Feric lui assena une claque sur l’épaule alors qu’ils approchaient de Stopa ; au-delà de certaines limites, on ne pouvait nier que Seph Bogel était fait de bonne étoffe.
Stopa exhiba son immense massue et s’appuya sur elle d’un air insolent comme s’il se fût agi d’une canne. « Voilà, Feric Jaggar ! cria-t-il. Tout est très simple. Vous êtes à l’intérieur du cercle de feu et vous n’en sortirez que Vengeur ou cadavre. Si vous survivez – ce qui ne sera pas le cas –, vous deviendrez un Vengeur avec le droit de me défier en combat loyal. Tel est le jeu, moustique : on ne vous demande que de survivre à trois épreuves, l’épreuve de l’eau, l’épreuve du feu, l’épreuve du fer. Commençons tout de suite. Apportez la grande corne ! »
Un grand Vengeur à la barbe blonde, au justaucorps noir rehaussé d’un svastika cramoisi, sortit du cercle de torches. Il revint rapidement, porteur d’une corne à boire de proportions réellement héroïques. Ce récipient, entièrement ciselé, orné de têtes de cerfs, d’aigles, de svastikas et de serpents dressés, apparaissait taillé d’un seul bloc dans le même bois sombre que les autres, mais ses dimensions en étaient triples, et sa contenance de peut-être quatre ou cinq fois celle des chopes habituelles de taverne.

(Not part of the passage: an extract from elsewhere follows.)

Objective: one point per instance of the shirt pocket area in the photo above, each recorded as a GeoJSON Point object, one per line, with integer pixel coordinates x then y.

Stopa saisit la grande corne à boire, la plongea dans le tonneau de bière, et la ressortit pleine à déborder, ruisselante de mousse. Il l’éleva à deux mains et déclama : « Quiconque ne peut vider cette corne de bière sans reprendre son souffle n’est pas homme à devenir un Vengeur. »
Il tendit la corne à Feric, puis sortit son pistolet. Si lourde était cette corne à boire qu’il fallut à Feric ses deux mains pour la maintenir en équilibre.

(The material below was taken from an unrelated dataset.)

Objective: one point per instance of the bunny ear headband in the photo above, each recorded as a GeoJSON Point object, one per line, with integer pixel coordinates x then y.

« Vous la buvez cul sec, Feric Jaggar, dit Stopa, et vous subissez ensuite l’épreuve de l’eau. » Il pressa la gueule de son pistolet à la base du crâne de Feric. « Mais, si vous reprenez votre souffle avant qu’elle ne soit vide ce souffle sera votre dernier. »

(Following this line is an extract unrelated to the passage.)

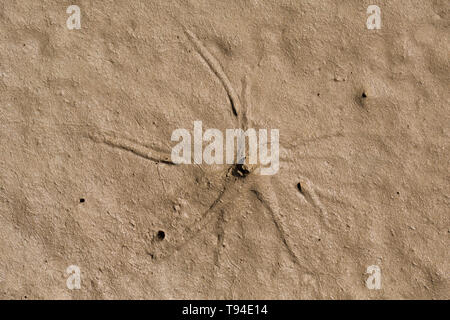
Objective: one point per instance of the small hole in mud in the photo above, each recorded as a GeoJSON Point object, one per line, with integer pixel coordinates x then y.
{"type": "Point", "coordinates": [160, 235]}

Feric sourit crânement. « Je dois admettre que la route a quelque peu desséché ma gorge. Je vous remercie de votre magnanime hospitalité. »
Ayant dit, Feric vida ses poumons, aspira une profonde goulée d’air, et, portant la corne à ses lèvres, engloutit une énorme rasade de bière épaisse et forte. Sa bouche et sa gorge une fois emplies jusqu’à en étouffer, il ingurgita le liquide, immédiatement remplacé par une autre goulée. La seconde rasade suivit immédiatement la première dans le gosier de Feric pendant qu’il en ingurgitait une troisième, il établit ainsi un rythme rapide d’ingestion et de déglutition tel que la bière coulait de la corne dans sa bouche, sa gorge et son estomac en un torrent ininterrompu.
Feric avalait la bière de plus en plus vite, presque à la limite de la suffocation, car il sentait tout à la fois une douleur envahissant ses poumons et le métal froid du pistolet de Stopa appliqué sur son cou. Sa tête se mit à tourner et ses genoux parurent prêts à fléchir, tant par manque d’air que par excès de boisson. Mais il rassembla, du fond de lui-même, ses dernières réserves de volonté, et sentit alors sa puissance psychique repousser héroïquement la douleur de sa poitrine, l’engorgement de son gosier et la faiblesse de ses genoux. Il redoubla d’efforts, engloutissant des océans de bière. Après ce qui lui parut une éternité, par le bourdonnement de ses oreilles, la douleur de sa poitrine, le pistolet contre sa tête et le torrent suffocant de bière dans sa bouche et sa gorge, la corne livra enfin sa dernière goutte.